As well as informing the decision to ‘evolve’ the firm’s logo with the phrases ‘Norwich Union soon to be Aviva’ and later ‘Aviva, the new name for Norwich Union’, the new approach also influenced the company’s marketing more broadly,” Spencer said. “We wrote to [customers] before our advertising campaign, directing them to a website with previews of our adverts. Previously, we would never have shared this information, as it would have been considered confidential.

“We shared the insights with our business partners, brokers and intermediaries, reassuring them the change to Aviva would help build rather than damage their business.”

The timing of the exercise, in the midst of the financial crisis, also gave the company’s senior executives an opportunity to observe first hand how the economic turmoil was affecting customers. “Another thing that came out was seeing people’s confidence and sense of well-being impacted so greatly by the credit crunch. As we had got to know them as individuals you could see how much their attitude and behaviour changed. We built this change into our 2009 messaging because we saw it happen.”

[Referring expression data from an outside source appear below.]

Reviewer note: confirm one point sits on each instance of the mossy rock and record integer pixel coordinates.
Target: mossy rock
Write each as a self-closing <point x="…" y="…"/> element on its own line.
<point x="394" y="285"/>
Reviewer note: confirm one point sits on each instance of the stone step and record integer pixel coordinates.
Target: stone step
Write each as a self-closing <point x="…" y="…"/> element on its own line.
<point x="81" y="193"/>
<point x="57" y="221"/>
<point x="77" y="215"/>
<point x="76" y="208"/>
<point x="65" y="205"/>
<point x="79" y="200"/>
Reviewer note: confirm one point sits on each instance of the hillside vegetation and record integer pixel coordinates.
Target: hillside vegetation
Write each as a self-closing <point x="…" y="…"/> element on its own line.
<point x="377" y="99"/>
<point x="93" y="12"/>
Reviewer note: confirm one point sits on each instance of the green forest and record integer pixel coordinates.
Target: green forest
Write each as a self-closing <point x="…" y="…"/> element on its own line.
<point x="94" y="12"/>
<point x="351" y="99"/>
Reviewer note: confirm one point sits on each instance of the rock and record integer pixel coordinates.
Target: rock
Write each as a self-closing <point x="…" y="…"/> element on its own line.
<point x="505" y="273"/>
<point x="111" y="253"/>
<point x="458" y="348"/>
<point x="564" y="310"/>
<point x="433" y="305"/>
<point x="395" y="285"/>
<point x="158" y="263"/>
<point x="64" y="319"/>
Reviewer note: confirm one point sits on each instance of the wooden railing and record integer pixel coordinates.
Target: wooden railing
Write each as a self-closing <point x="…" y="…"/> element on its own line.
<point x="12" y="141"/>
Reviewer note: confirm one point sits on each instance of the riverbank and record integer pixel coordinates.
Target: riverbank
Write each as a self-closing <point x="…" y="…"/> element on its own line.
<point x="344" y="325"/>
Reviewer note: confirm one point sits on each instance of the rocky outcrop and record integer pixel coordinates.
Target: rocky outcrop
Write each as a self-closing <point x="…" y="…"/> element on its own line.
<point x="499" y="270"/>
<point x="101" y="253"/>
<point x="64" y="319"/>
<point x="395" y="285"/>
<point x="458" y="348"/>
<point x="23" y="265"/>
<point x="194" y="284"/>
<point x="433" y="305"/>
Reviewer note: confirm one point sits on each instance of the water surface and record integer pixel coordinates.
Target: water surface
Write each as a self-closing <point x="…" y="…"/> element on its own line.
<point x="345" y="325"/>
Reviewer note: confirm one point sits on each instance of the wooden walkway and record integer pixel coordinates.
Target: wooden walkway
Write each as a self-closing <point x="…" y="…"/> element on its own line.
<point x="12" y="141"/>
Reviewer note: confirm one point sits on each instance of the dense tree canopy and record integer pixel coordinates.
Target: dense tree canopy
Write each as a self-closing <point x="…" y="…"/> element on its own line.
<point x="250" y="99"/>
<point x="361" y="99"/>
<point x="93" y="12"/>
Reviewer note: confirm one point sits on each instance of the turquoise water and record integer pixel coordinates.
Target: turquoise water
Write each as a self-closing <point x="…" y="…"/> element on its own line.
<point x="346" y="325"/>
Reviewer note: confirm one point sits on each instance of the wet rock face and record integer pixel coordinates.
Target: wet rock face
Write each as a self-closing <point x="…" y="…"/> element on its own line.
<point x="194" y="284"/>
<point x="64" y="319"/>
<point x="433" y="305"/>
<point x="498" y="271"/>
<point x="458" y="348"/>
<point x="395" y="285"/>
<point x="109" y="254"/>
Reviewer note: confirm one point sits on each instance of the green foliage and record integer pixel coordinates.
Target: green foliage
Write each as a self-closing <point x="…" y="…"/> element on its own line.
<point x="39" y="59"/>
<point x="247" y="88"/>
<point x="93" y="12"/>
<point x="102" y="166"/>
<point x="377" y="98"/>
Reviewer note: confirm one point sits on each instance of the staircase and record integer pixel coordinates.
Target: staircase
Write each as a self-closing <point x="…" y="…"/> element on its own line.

Pepp said: “The difference in outcome from normal research is the immediacy with which marketers understand their audience. They come to have personal experience of their attitudes and ways of expressing themselves. It’s like the difference between glancing at an A-Z of central London and spending an afternoon walking around the streets.”

What’s in a name?
Kay Martin, director of marketing services at Aviva, commented on the results. “The TV ads that have aired since late 2008 and early 2009 were shaped around the feedback from the councils. Customers wanted to hear that the change of name was exactly that – just a name change. Our brand tracker shows that spontaneous awareness for Aviva increased to just under 60% by the time we changed our name in June 2009. This was up from just 4% in the previous December, and consideration also increased significantly up to 50% from 11% in December.”

John Kitson, sales and marketing director for Aviva UK General Insurance, is an enthusiastic advocate of the councils. He said: “Of all the research I’ve done, probably none is more important, comprehensive or free-flowing than this. We started when the rebrand was in its infancy before the recession bit hard. And then we listened to those customers while their world changed. Tracking those changes in attitude was incredibly valuable and the nuances we picked up shaped the communications strategy 100%. It’s a remarkable success completely fuelled by research - that doesn’t often happen in financial services.”